Nightwing’s Time as Batman Exposes a Huge Fandom Double Standard

When superheroes like Batman were gaining popularity in the Golden Age of the late 1930s and 1940s, most of the protagonists and their supporting casts were white and male. At that point in American history, casting a person of color as the hero was unheard of, most minorities were depicted as gross caricatures in comics at that time. The Silver Age began in 1956 with the introduction of the legacy character, a hero that takes on the name, costume, and abilities of a well-established predecessor, beginning with DC’s Flash. Eventually, this idea would unintentionally expose a glaring double standard among comic fans.


The predominantly white and cisgender male depictions of heroes in superhero comics had in turn cultivated a predominantly white and cisgender male audience. A vocal percentage of that audience, whether intentionally or subconsciously, would become wary of any instance where a white male hero had their title usurped by a new non-white, non-male hero. Despite the fact that white male heroes are routinely replaced by other white males, there is little-to-no backlash from these same readers. A prime example of this being Dick Grayson’s time as Batman.

When Dick Grayson stopped being Nightwing to take over duties as Batman in 2009 following the events of Battle for the Cowl, it was the logical conclusion to the character’s arc up to that point. Going from the first Robin to Nightwing, and even becoming a temporary replacement Batman in the 90s after Bane broke Bruce Wayne’s back in the Knightfall storyline, it was perfectly reasonable for fans to accept Grayson as the new Batman. The double standard becomes evident however, once fan treatment of a character called Nightrunner is taken into account.
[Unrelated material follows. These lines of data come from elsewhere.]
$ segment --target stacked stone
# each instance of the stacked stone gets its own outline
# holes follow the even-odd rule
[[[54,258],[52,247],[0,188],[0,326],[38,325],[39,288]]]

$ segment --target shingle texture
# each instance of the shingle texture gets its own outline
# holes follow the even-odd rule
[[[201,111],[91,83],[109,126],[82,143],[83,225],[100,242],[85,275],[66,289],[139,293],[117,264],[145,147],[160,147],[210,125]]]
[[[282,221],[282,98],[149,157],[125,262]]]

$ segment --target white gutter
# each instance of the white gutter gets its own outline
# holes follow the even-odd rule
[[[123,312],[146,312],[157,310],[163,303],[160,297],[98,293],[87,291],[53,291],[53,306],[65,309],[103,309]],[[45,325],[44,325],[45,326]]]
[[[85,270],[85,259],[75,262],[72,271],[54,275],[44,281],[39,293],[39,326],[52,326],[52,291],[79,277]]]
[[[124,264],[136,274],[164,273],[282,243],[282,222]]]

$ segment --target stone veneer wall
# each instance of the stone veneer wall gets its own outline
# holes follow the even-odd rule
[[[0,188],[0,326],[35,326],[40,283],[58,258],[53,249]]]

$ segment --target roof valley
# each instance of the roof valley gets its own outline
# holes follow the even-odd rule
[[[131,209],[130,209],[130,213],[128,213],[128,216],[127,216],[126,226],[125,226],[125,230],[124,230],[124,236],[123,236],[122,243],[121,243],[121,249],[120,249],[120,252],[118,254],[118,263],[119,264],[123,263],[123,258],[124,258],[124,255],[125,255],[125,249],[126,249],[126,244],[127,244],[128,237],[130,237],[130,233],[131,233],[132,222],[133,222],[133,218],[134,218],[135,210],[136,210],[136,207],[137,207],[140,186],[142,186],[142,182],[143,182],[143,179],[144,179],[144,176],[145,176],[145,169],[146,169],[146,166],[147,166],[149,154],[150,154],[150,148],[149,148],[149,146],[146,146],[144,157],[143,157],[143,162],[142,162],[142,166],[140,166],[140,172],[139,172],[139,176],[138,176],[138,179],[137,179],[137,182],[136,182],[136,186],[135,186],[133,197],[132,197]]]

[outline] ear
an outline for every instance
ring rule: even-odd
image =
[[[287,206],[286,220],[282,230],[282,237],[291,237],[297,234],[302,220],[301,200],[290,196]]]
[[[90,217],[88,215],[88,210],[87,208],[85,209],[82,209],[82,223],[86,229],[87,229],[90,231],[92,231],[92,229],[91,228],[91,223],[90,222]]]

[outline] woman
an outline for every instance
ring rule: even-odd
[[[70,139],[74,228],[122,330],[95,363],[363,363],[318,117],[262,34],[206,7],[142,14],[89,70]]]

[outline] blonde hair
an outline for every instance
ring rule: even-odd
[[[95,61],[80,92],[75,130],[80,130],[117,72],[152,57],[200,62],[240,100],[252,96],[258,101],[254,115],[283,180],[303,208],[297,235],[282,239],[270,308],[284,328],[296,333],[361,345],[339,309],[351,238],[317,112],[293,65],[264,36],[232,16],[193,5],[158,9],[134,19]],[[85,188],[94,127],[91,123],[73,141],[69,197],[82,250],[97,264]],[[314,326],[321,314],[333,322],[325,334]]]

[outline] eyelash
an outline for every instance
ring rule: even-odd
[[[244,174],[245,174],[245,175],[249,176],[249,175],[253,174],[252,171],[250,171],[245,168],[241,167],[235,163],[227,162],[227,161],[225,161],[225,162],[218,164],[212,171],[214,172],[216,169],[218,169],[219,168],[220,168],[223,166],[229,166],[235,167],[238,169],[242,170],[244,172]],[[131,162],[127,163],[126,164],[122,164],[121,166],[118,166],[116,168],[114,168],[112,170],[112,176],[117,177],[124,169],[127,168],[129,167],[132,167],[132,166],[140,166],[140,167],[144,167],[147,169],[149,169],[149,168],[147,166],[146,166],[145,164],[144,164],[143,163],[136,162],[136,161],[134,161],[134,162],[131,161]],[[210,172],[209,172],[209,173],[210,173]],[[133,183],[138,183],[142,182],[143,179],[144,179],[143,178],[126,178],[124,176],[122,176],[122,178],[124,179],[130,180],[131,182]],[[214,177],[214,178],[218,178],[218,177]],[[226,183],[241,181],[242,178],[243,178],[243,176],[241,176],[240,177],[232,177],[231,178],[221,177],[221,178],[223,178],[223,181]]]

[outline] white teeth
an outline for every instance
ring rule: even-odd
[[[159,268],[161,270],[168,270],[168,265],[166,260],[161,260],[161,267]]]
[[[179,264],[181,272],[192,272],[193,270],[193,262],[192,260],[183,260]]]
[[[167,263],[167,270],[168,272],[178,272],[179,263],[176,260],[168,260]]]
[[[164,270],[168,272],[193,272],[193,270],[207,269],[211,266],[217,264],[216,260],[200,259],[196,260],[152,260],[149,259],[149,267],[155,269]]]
Bilal Asselah, aka Nightrunner, is a French-Algerian parkour expert who, like Dick Grayson, took over as the “Batman of Paris” following the retirement of The Musketeer, a lesser known Parisian hero who made one prior appearance in 1955. This transition of power took place in 2010, just a year after Grayson’s, but despite the obscurity of Nightrunner and Musketeer, the mere notion of Paris having a Muslim Batman sent a loud contingent of bigoted DC readers into a fury. This was for the Batman Incorporated storyline, where Bruce Wayne funded Batman surrogates around the world, at least three of these Batmen were white, but because of Nightrunner’s background, he faced undue scrutiny.

Some argued that Bilal Asselah wasn’t a “true” Frenchman, that Islam was inherently dangerous, and that he was only created for political correctness. Similar arguments are still prevalent today with legacy characters like Riri Williams and Kamala Khan, despite none of them holding any water. Superhero stories often take place in urban environments, which are the most diverse areas worldwide. It didn’t make sense for entire casts of characters to be white in these environments back in the 40s, and it makes even less today. Many of these characters have been “race-swapped” in recent live action adaptations for this very reason, big city stories must represent big city inhabitants.

A common response to accusations of racism and sexism among bigoted comic readers is that minority fans simply “make their own” superheroes. This argument fails to acknowledge that most superheroes became icons at a time when comic books were more popular, the likelihood of a completely original character succeeding in the mainstream to that degree today is considerably less likely, regardless of race, gender or orientation. Batman is the icon he is today in part because others weren’t allowed to be icons in the past.